The House approved the bill, Senate Bill 5, in a bipartisan 131-19 vote, and it now returns to the upper chamber. The Senate first acted on the measure after a nonprofit legal group released a report last year that found some cities in St. Louis County violated the “fundamental rights of the poor” by burdening them with stiff fines for petty offenses and then sending them to jail when they could not pay for the fines.

But perhaps the most unflattering statements regarding local court and police practices came on March 4 when a Justice Department report that found that, at least in Ferguson’s case, the police and courts operated “not with the primary goal of administering justice or protecting the rights of the accused, but of maximizing revenue.”

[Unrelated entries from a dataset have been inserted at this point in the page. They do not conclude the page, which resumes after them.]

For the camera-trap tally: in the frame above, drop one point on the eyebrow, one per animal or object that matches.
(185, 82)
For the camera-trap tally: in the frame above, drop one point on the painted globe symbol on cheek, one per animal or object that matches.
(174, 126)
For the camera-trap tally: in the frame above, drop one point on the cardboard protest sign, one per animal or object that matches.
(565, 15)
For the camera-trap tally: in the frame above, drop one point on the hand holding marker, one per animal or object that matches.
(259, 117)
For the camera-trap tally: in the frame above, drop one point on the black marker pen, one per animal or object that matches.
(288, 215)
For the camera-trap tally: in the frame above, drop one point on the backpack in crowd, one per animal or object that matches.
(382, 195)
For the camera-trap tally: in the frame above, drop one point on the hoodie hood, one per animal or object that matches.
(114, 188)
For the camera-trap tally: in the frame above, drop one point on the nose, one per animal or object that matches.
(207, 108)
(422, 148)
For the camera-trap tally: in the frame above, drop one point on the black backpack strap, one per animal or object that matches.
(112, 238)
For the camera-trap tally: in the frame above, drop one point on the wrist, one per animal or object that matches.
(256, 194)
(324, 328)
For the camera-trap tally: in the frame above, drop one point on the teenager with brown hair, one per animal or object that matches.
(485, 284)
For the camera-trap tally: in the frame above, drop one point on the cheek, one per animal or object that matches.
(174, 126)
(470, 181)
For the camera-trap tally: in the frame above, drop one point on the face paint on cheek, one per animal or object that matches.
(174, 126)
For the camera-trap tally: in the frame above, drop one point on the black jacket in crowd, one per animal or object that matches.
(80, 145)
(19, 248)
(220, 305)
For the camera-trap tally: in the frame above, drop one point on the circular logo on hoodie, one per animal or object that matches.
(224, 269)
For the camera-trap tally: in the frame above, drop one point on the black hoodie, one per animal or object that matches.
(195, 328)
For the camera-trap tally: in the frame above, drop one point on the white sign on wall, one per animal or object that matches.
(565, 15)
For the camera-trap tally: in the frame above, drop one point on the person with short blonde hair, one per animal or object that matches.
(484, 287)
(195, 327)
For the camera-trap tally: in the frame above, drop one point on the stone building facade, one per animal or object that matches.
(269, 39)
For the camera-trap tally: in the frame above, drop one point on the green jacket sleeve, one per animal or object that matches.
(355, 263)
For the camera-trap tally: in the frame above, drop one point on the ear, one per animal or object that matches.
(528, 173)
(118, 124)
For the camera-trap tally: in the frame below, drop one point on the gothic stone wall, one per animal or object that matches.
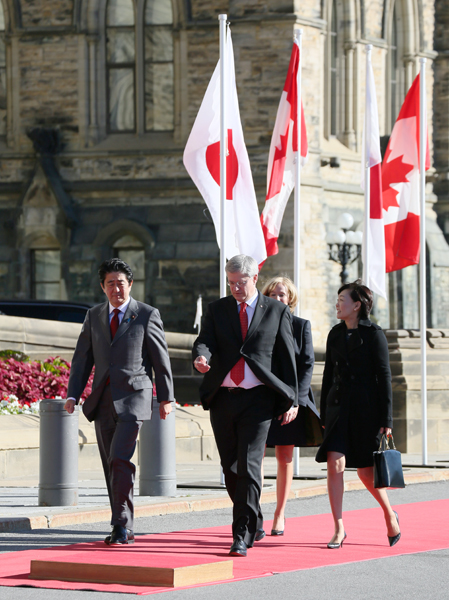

“People in communities in St. Louis County and the rest of Missouri have long faced the possibility of injustice or persecution at the hands of the government,” said Charles James, a prominent criminal defense attorney in St. Peters, Missouri. “Now, they are getting confirmation of the suspicion they have had that the government has tried to fleece them as well.”

In the Senate version of the bill, the cap on municipal ticket revenue would be lowered to 10 percent of a city’s budget in urban communities and 20 percent in some rural areas. In the House version of the bill, revenue caps would be changed to 15 percent in St. Louis County — they now stand at 30 percent — and 20 percent in other parts of the state.

The aforementioned discrepancies will have to be worked out in conference between the Senate and House. However, both chambers are in agreement on tough sanctions in the law, including one that would intercept and redirect to schools a city’s sales tax receipts if it exceeds the cap on revenue from citations. In addition, cities would face the prospect of disincorporation should they exceed the caps.

Both chambers also backed the end to the practice of adding “failure to appear” charges whenever an individual misses a court date for a minor traffic offense. Charges such as these often have contributed to the ballooning of fines.

“The Missouri Legislature is responding to the public outcry over how communities in the state allow fines for minor traffic violations to swell to onerous proportions,” James said. “The appearance of modern-day debtors prisons is as highly unseemly as it is unjust.”